Issue 8 / 9 March 2015

“EVERYBODY has a personal story connected to kidney disease — it’s a very prevalent, personal and difficult story for patients and their families and the community.”

So said Darwin-based nephrologist Dr Paul Lawton to MJA InSight this week when commenting for our news story about chronic kidney disease in Indigenous Australians.

My own story doesn’t involve a celebrity or a dramatic clinical encounter, but a family road trip.

Last year we visited some relatives who live in the Anangu Pitjantjatjara Yankunytjatjara (APY) lands of South Australia. On our first day in the lands, the small community where we were staying, including the school, the shop and all the other workplaces, ground to a standstill to focus on a funeral.

It was for a man of my age from the community who had died after a long stint living 400 bumpy, dusty kilometres away in Alice Springs so that he could access haemodialysis for kidney failure.

As we waited for the coffin to arrive by plane I was struck by the wrongness of this homecoming and the fact that, for many remote-living Aboriginal families, kidney disease causes an absence of loved ones long before their deaths.

Later that week we trundled another 1200 km to Adelaide to visit another family member — a young woman who has relocated from the APY lands to look after her aunt, who is also having regular haemodialysis. She misses her home and is not in paid employment but it makes her aunt’s life bearable to have her there.

In these cases the human stories serve to underscore what we know epidemiologically. With World Kidney Day approaching later this week, nobody would argue with the assertion that we need to redouble our efforts to reduce the unacceptably high rates of kidney disease in Indigenous Australians, and to improve the management and the lives of those who already have it.

But syncing lived human experience with medical expertise isn’t always so neat. Your inner epidemiologist might be challenged by the other two news stories in MJA InSight this week.

One story details an MJA study that assessed the sensitivity and specificity of a new rapid test for HIV that is done via an oral swab and is theoretically suitable for home use.

The new test failed to diagnose two of the 13 HIV cases in the high-risk study population. Both were early infections when the virus is at its most contagious. Despite this, HIV medicine experts believe the test should be approved for use in Australia.

The idea of some patients being falsely reassured and others dealing with a devastating diagnosis without professional support is worrying, but the experts say it’s the price we need to pay if we want to increase testing rates.

It is estimated that less than a quarter of high-risk men who have sex with men are testing at the recommended frequency and about 14% have never been tested. Most new infections in Australia are among these men.

Watching the stories of two such men on a video from the HIV Foundation Queensland makes it easier to understand why widespread use of an imperfect test might just be the perfect solution to the problem of unwitting HIV transmission.

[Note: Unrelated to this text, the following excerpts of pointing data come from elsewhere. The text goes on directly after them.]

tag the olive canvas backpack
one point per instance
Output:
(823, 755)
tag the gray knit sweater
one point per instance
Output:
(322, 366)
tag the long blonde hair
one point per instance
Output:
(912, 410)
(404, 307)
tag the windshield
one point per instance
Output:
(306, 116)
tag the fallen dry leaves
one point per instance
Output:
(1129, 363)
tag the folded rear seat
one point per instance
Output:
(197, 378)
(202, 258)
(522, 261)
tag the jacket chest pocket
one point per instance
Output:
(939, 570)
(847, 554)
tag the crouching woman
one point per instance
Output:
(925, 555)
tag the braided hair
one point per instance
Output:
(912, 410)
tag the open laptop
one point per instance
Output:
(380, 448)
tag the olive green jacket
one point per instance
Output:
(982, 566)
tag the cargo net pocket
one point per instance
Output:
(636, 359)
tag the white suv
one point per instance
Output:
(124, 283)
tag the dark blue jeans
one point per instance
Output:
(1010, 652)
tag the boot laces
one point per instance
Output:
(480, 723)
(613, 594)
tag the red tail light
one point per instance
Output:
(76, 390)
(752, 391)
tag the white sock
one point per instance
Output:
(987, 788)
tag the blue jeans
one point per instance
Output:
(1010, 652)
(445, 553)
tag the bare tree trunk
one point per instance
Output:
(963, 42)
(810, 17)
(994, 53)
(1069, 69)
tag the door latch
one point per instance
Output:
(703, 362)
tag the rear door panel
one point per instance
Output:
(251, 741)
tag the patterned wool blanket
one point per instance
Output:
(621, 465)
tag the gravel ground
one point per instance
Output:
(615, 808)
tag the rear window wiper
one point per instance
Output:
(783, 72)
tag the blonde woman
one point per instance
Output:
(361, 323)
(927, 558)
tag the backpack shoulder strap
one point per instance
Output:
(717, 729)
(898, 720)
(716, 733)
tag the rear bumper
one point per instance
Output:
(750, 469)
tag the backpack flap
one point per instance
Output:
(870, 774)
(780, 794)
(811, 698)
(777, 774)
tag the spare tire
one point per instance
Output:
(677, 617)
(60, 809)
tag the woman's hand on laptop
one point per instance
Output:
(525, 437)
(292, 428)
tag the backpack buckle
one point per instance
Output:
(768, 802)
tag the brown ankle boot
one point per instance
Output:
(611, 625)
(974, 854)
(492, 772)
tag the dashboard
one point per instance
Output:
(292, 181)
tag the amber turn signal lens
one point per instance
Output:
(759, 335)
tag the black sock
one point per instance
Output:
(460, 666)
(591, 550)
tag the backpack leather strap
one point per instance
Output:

Another news story deals with an area that causes controversy even among experts — cancer screening. A study published in The BMJ last week found that consumers vary widely in their willingness to accept the negative consequences of overdetection in order to reduce cancer-specific mortality from real cases.

In response, Australian academics told MJA InSight that consumers need more balanced information about screening, including the harms, even if this results in reduced participation rates.

But Sally Crossing, chair of Cancer Voices NSW and speaking as someone who has survived early breast cancer, was critical of any move that might reduce screening participation, saying the thinking in this area focused too much on epidemiological data and neglected the experiences of individuals.

The way forward would be easier if the experts could agree but, in wishing for this, it is easy to forget that experts are people too.

Everyone has a personal story: it is what drives us forward and holds us back. Like it or loathe it, but factor it in.
 

Dr Ruth Armstrong is the medical editor of MJA InSight. Find her on Twitter: @DrRuthInSight

One thought on “Ruth Armstrong: Telling stories

  1. Carmen Cheong-Clinch says:

    Thank you for your article. As a mentor keeps reminding me – n=1.  The way forward needs to include the subjective experiences of individuals to go beyond the “bland profile” that epidemiological data projects.